In the last 2 decades in the industry as well I've never lost data with MongoDB,...

rantanplan · on July 24, 2016

>In the last 2 decades in the industry as well I've never lost data with MongoDB, Riak or Cassandra but have with Oracle, DB2 and PostgreSQL

Yet every test proves otherwise. Also, use Google to see how people have lost data with MongoDB. Mongo is not considered a serious piece of technology by any scientist or engineer I know. Postgres though is universally considered an engineering marvel.

>Hint: think about the schema problems associated with storing auto generated features from deep learning models.

Hint: The problem you mentioned? Even less than 1%

Calling me ignorant doesn't change reality you know.

dominotw · on July 24, 2016

Is data-loss something inherent to nosql tech or just poor implementations?

If its the latter why haven't there been any reliable nosql implementations.

Perhaps its well suited to non transactional, low fi data?

rantanplan · on July 24, 2016

NoSQL DBs usually target distributed environments.

So... enter CAP theorem. There's no free lunch. People think we can simply throw away half a century's worth of science because JSON and schemaless are teh awesome derp derp.

Implementation is surely an issue, if you take into account that the mongodb guys had to acquire another company [1] in order to overcome their abysmal write performance. And yet there were people, and benchmarks that were trying to tell us that mongo was faster than RDBMS alternatives. All this circa 2009-2012.

You know what's faster than everything? Writing to /dev/null ;)

Anyways, depending on your use case there might be a NoSQL out there that might fill your needs and it might actually deliver what it claims it can deliver. But it's hard to sift through all this ad-driven, buzzword-ridden informacials that gets thrown around by start-up companies in the DB domain.

Also, DBs are like filesystems; even if the match/science is correct, it needs at least a decade of proven track record before you can say that it works as advertised.

[1] http://www.informationweek.com/software/information-manageme...

dominotw · on July 24, 2016

> NoSQL DBs usually target distributed environments. So... enter CAP theorem.

Surely FB is not running MYSQL on a single machine. Perhaps i am misunderstanding what you are saying but saying SQL db's dont face the issues of distribution seems a little strange.

Distribution comes into picture from shape and size of the data not data saving/retrieval techniques. yea?

rantanplan · on July 24, 2016

FB and all big companies are a very bad example. They have ton of resources and usually they don't use vanilla products, since they have the engineering capacity to support their own forked versions. e.g. see their own version of PHP.

Also distributing reads is easy, writes... not so much. NoSQL systems usually offer distributed writes with the caveat of eventual consistency. RDBMS have referential integrity and other constraints which by definition cannot migrate into a distributed environment. Or at least there's not a one size fits all solution.

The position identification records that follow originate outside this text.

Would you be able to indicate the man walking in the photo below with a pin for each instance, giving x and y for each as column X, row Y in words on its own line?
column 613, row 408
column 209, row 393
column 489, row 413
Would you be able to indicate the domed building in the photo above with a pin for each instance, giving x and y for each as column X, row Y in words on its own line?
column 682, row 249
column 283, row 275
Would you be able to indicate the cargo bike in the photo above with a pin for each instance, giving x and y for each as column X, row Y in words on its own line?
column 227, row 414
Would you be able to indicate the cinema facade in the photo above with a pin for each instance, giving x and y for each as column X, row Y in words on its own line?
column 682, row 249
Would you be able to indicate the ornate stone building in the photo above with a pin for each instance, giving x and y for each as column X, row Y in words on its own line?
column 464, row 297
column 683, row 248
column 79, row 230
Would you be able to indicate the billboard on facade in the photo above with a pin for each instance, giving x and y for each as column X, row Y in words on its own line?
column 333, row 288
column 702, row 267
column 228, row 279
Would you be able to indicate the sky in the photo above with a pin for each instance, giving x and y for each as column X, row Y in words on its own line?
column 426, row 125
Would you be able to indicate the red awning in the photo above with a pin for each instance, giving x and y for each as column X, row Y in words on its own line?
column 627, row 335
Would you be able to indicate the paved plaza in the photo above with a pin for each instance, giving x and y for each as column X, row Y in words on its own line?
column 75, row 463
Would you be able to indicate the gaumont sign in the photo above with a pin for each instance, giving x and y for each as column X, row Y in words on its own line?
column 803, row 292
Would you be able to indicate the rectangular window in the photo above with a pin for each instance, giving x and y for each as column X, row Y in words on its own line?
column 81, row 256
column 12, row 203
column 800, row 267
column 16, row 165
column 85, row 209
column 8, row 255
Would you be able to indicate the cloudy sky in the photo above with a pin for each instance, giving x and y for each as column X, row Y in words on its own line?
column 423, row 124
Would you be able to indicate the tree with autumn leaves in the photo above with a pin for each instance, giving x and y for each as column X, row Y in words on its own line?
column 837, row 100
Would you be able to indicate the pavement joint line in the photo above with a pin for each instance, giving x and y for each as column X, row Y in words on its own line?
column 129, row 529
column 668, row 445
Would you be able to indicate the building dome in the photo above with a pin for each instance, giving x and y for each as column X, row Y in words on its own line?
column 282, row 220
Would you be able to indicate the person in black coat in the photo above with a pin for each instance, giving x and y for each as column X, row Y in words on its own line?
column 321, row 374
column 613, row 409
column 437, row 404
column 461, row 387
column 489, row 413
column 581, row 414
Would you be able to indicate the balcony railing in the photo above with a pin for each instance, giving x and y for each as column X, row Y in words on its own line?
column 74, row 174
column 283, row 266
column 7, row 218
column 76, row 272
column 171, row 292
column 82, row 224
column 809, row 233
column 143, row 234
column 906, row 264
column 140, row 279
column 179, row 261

> Distribution comes into picture from shape and size of the data not data saving/retrieval techniques. yea?

Most definitely not. It has nothing to do with the shape and size of data. Also.. there's not such thing as "distribution" in our context. Only "distributed", from "distributed computing"[1] and it's everything to do about data saving and retrieval :)

[1] https://en.wikipedia.org/wiki/Distributed_computing

dominotw · on July 24, 2016

>RDBMS have referential integrity and other constraints which by definition cannot migrate into a distributed environment.

so,

Use RDBMS if your data can be handled by a single machine( or have the resources of FB) ? '99% ppl need RDBMS' argument boils down to 99% of ppl have data that can be handled by a single machine RDBMS.

Is that a good conclusion?

rantanplan · on July 24, 2016

The single machine shouldn't be the deciding factor.

If your application is like most apps(far more reads than writes) then you can easily distribute the load across multiple machines. If you have more writes than reads(quite rare but still) then scaling an RDBMS will be challenging.

In this case, if eventual consistency is something you can live with, a NoSQL store might be best for you.